Roland Winkler replied in

> I have been thinking about this for a little while. I think, it
> goes beyond BibTeX. 
> Some time ago, I have written a little package umlaute.el, see
> http://www.tfkp.physik.uni-erlangen.de/~winkler/src/umlaute.el 
> The idea is to have `translation tables' so that one can go back and
> forth between different `representations' of a character, depending
> on the emacs mode, for example (I live in southern Germany)
>   text-mode:            Grüß Gott
>   tex-mode:             Gr\"u{\ss} Gott
>   german latex-mode:    Gr"u"s Gott
>   html-mode:            Gr&uuml;&szlig; Gott
>   other modes (7 bit):  Gruess Gott
> BibTeX keys probably should use the 7-bit `representation'. 
> For German umlaute the 7-bit `representation' is fairly well defined
> - even though I expect that some people would prefer a translation
> table that simply drops the double dots, but does not add the extra
> `e'. The best choice might depend on the context.
> However, I do not know how this could be done for other languages.
> Some spanish people use `Señor' -> `Se~nor'. Certainly, this is not
> a good choice in the context of BibTeX keys.
> I do not know whether such a feature would be useful for other emacs
> packages, too, nor do I know how it could best be implemented.

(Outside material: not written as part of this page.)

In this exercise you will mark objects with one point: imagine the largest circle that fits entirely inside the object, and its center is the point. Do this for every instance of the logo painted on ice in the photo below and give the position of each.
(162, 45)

FWIW, RefTeX also needs to "convert" the text of \section{} etc. in
order to create a label. So yes, there are other packages (that are
included in Emacs!) that need this, too. I played a little with the
function `reftex-latin1-to-ascii', see below:

*** Welcome to IELM ***  Type (describe-mode) for help.
ELISP> (reftex-latin1-to-ascii "räksmörgås")
ELISP> (reftex-latin1-to-ascii "blåbærsyltetøy")
ELISP> (reftex-latin1-to-ascii "Viele Grüße")
"Viele Gru3e"
ELISP> (reftex-latin1-to-ascii "Other letters: ł œ š ñ")
"Other letters: ł œ š n"

Maybe BibTeX-mode and RefTeX could share some label/key generation
code, and use `reftex-latin1-to-ascii' as a starting point?


Christian Schlauer